Keeping this in mind when strategizing and creating omnichannel marketing content is critical to the success of capturing the engagement of users within these micro-moments. This is especially relevant in the modern marketplace, where consumers are spending an ever-increasing amount of time researching products and services pre-purchase, as well as completing those purchases via digital mediums in the largest numbers in history. This is a direct result of both the pandemic and the infusion of digital devices within our everyday lives.
Variety Is Key
In addition to marketing across a multitude of channels to reach customers, it is just as important to create variety in your messaging and content types. To put it simply, you cannot create the same messaging and blast it across 50 marketing channels if you want success. We all know different types of marketing channels require various mediums of messaging, such as email copy, ad copy, ad images, and video. The less obvious differential that seasoned marketers know well is the need for variation in messaging nuance and delivery within these different channels and mediums.
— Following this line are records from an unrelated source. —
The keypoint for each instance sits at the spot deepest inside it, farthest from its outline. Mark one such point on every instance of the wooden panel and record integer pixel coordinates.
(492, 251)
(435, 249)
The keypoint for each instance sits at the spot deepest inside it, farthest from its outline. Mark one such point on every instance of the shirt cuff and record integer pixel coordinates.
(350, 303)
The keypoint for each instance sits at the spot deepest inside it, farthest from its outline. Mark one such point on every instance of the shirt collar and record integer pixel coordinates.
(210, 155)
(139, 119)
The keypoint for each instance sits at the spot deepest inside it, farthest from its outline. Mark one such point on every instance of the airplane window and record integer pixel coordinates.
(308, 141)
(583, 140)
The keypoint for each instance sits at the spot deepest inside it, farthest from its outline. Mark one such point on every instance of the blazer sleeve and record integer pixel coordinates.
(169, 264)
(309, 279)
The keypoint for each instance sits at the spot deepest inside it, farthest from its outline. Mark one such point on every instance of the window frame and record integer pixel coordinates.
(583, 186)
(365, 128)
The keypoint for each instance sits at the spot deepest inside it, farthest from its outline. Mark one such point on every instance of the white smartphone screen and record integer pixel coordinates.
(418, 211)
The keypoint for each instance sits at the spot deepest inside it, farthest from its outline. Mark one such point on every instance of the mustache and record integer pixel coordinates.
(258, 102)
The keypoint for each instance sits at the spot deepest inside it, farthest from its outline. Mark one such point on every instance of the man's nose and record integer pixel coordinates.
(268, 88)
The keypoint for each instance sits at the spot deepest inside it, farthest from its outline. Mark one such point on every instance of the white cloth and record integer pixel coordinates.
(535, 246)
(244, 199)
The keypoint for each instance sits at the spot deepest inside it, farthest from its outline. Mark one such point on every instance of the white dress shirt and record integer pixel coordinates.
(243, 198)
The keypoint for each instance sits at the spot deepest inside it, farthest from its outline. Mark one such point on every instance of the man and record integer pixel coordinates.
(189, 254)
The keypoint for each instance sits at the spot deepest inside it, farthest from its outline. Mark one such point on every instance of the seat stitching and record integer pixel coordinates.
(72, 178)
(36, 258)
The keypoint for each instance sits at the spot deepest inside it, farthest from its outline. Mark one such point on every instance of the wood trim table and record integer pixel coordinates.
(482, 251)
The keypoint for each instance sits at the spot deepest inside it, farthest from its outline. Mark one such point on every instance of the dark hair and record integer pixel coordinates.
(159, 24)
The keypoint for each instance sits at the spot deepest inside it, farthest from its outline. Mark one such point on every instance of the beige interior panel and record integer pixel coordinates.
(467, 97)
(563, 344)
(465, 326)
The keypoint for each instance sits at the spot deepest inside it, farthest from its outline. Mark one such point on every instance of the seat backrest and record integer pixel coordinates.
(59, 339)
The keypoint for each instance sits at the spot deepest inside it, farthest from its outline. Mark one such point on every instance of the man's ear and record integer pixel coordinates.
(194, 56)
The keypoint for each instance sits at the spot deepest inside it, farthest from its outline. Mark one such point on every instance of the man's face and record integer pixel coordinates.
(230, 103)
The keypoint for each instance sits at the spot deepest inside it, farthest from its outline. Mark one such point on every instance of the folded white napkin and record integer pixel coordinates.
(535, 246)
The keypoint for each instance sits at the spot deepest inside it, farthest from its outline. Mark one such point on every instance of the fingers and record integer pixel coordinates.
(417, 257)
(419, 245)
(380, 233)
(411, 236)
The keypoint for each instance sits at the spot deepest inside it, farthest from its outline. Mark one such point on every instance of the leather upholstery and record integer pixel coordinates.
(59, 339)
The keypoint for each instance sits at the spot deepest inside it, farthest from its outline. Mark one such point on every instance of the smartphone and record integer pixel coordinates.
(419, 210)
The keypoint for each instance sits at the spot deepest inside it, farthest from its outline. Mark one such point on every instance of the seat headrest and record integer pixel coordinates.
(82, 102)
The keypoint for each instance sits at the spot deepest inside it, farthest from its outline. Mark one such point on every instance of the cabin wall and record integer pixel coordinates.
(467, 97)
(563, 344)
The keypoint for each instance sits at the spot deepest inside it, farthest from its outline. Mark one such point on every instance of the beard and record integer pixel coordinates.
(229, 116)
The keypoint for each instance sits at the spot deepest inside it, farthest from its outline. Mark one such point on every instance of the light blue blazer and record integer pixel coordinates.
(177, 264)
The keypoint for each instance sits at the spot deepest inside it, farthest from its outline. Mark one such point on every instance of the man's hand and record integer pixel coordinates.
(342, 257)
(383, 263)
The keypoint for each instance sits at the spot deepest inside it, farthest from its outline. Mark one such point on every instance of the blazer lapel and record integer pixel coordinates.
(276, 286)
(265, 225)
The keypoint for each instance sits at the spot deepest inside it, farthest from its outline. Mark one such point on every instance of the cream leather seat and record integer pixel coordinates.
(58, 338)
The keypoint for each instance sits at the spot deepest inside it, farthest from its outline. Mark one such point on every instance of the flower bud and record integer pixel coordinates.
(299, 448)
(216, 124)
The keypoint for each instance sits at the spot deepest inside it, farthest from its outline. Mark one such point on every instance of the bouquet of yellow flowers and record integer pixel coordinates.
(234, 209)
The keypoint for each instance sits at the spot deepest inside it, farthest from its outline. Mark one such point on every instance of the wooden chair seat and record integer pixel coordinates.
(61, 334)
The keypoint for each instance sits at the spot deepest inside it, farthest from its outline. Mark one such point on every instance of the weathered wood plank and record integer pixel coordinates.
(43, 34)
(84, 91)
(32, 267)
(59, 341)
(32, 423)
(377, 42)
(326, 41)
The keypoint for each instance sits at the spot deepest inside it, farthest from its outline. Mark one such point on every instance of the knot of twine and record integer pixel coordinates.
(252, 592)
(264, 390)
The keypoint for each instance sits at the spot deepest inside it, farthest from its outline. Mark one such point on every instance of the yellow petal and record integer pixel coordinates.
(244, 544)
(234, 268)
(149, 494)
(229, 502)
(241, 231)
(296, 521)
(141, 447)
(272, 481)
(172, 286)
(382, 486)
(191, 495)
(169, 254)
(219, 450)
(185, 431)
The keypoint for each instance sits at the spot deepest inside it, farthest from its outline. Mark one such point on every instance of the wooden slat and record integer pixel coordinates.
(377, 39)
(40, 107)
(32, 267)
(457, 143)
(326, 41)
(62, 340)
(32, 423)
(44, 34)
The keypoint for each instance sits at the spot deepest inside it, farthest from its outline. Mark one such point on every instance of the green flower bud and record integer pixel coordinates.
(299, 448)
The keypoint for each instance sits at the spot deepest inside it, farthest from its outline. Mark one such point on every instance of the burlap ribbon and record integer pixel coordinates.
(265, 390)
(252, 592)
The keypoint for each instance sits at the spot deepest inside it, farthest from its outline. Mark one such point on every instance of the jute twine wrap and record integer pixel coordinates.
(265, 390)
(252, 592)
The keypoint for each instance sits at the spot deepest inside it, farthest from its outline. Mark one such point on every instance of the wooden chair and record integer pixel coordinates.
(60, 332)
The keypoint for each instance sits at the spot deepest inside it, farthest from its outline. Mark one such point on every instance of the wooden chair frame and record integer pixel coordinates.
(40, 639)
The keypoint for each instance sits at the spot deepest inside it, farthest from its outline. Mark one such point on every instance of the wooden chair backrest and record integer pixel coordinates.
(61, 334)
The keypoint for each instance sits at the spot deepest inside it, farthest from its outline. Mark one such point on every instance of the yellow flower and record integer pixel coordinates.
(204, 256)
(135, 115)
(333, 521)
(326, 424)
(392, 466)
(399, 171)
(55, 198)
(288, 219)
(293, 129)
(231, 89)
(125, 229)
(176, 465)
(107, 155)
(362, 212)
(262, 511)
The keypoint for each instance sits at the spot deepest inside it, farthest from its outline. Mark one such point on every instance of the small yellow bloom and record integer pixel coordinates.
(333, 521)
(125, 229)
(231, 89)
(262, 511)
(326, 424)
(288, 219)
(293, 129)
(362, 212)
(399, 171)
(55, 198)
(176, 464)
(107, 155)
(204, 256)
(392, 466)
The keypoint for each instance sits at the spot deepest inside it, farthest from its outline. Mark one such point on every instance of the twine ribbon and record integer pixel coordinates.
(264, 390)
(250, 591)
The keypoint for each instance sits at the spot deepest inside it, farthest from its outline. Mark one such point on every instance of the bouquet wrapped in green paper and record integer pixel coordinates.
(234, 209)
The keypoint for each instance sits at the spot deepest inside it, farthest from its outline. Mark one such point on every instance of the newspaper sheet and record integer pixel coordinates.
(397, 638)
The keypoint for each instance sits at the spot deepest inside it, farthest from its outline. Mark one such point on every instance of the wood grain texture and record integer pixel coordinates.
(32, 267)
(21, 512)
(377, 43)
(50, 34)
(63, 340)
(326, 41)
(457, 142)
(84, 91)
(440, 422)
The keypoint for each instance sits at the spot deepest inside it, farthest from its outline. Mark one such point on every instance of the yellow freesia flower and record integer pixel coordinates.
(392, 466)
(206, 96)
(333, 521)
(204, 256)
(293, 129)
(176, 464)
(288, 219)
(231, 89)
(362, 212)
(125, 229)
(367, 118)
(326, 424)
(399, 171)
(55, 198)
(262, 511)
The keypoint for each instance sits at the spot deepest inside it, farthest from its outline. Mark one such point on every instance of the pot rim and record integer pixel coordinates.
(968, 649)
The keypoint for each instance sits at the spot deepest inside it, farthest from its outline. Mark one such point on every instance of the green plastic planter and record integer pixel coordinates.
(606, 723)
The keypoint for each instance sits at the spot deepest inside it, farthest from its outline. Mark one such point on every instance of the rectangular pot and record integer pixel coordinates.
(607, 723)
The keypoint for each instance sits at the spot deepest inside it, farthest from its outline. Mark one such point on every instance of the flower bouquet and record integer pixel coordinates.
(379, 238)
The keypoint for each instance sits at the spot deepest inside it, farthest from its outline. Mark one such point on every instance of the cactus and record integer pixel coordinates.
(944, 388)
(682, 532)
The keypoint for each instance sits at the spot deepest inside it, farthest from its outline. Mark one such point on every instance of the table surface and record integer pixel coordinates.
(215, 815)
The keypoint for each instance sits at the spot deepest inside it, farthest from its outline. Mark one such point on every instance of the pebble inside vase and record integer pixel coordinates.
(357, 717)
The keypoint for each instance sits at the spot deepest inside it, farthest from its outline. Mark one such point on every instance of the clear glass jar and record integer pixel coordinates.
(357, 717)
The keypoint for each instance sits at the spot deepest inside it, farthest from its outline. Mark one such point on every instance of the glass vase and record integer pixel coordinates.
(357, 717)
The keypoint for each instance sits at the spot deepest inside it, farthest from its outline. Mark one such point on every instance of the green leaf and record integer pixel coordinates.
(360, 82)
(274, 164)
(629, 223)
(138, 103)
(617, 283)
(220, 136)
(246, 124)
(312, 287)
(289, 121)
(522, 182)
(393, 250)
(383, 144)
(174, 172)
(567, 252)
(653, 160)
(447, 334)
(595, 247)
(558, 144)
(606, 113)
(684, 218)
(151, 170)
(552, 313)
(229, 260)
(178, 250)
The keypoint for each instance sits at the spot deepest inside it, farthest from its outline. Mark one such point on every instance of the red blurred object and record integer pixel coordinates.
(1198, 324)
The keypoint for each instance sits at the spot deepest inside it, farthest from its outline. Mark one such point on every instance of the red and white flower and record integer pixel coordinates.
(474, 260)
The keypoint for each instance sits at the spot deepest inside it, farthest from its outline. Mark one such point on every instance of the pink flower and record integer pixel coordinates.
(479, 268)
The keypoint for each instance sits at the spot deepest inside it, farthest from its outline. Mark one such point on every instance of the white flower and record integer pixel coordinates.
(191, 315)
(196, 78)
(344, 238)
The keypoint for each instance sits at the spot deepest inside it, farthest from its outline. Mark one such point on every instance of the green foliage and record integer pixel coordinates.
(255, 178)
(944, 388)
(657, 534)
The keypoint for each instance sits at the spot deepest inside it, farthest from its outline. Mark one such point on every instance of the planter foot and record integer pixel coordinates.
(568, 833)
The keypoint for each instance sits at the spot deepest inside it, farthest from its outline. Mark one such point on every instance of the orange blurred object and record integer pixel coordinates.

To keep up with the ever–growing demands micro-marketing methods place on creative and marketing teams, most are turning to creative automation tools like Trello for workflow streamlining and creative dynamic optimization (DCO) for messaging and design variant optimization. Leveraging these types of tools allows marketing and design teams to create a variety of messaging in a multitude of mediums, from emails and ads to video and live streams, ensuring they are reaching their ideal audience bases when and where the consumer needs them.
Understand the Consumer
Another critical component to micro-moments is understanding the modern consumer mind and purchasing thought process. Customer purchasing processes have vastly evolved as the accessibility of information via handheld devices has become an everyday part of our lives. Long gone are the days of convincing the customer to buy products and services through standard sales pitches. The current customer wants to seek information when and where they choose, and it is the modern marketer’s job to provide that information at the right time and in the right place.
To do this, marketers need to craft marketing strategies and messaging across various channels and mediums that provide that information to consumers in the places they will look to find it or frequent and stumble upon it.
The FIS Global 2020 US Consumer Behavior Report found 85% of Gen Z respondents follow brands on social media, with nearly half making purchases via social media platforms. Among those Gen Z respondents who have made purchases via social media, more than a third (34%) do so every day.
The homebody economy that was 2020 shifted the when and where of micro-moment marketing, with the rise in popularity of channels like TikTok and Instagram Reels and the consumer need to easily access goods and services from home. The fact of the matter is that shift is here to stay, and marketing teams must embrace and adapt to succeed.
In Summary
What this means for today’s marketing teams is a modernization of their marketing strategies to ensure customer engagement and loyalty through micro-moments and omnichannel marketing methodologies. Understanding the needs of current buyers from their purchasing cycles, search–thought processes, and the way in which they want to consume information is the key to creating a successful micro-moment marketing strategy. It’s not about sending consumers information imploring them to buy, it’s about engaging customers when and where they want with the information they need.